My hope for the net is that people realise that they're being fed a load of old shit by journalists and find better sources (I only respect the Christian Science Monitor - don't be put off by the name).
I would be interested to know how much is actually kept by individuals in bank accounts. If HMG had simply stood behind depositors and handed them the money back from the public purse, for example, how much would the total cost have been? Not all banks would have totally run out of cash, mind, so it wouldn't be 100% of all bank deposits.
Also, how do the figures compare with the £200bn QE?
What you're forgetting is the otherside of the coin. If the State let the insolvent banks go hang, and just made the depositors good, what would happen? The remaining creditors (the bondholders and shareholders) would have to liquidate the rest of the assets to try and salvage something for themselves. This would mean calling in all the business overdrafts, (and personal ones), causing a massive knock-on effect through the economy. Firms would go bust as they would be unable to repay money owed. Fire sales of assets would depress asset prices, weakening other banks. The whole thing would spiral down rapidly, probably destroying the entire economy in the process.
What the State should have done was let the banks go bust, but bought them as a going concern from the receiver for a £1. The bondholders and shareholders would have been wiped out (hard cheese, they were in the risk business), the depositors and borrowers would have been safe, the State could inject the capital required. All staff, including the highly paid investment bankers would have had to have new employment contracts, so the bonus situation would have been sorted too. Everyone would have signed too, as a lower paid job in the hand would have been worth any number of higher paid ones in the bush at that time.

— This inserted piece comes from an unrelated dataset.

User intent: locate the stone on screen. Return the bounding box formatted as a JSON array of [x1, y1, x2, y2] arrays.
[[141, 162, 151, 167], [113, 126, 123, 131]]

S, your first paragraph doesn't quite stack up - why would bondholders act against their own interests? And shareholders aren't creditors they are owners - so they can ask to be repaid.
As ever, the solution to all this is debt-for-equity swaps.
As to your second para, you say 'the State should have let them go bust and bought them for £1', but in your first para you say that the State can't let them go bust. Doth not compute.
And you don't appear to have understood the basic idea I suggested in the post - instead of a depositor having a claim against the bank (the furniture shop), the government gives the depositor his money AND THEN the government has a claim against the bank (the shop).
No money actually leaves the bank on Day One, all that happens is the bank crosses out the names of the account holders and substitutes "HM Government" instead.
People refuse to understand banking but maybe they understand furniture shops - do you accept that it does not affect the furniture shop if HMG gives Mr Customer his £100? In the same way, it doesn't affect you if I give my kids £100 for their birthdays?
Musgrave: I also agree with Positive Money.
Onus Probandy: If your savings are at risk and you'd thus rather keep the money under your bed, then the banks have to work harder to convince you to leave the money with them, e.g. pay you more interest. Thus as a saver and a taxpayer, you are currently paying tax for the privilege of getting lower interest rates on your savings.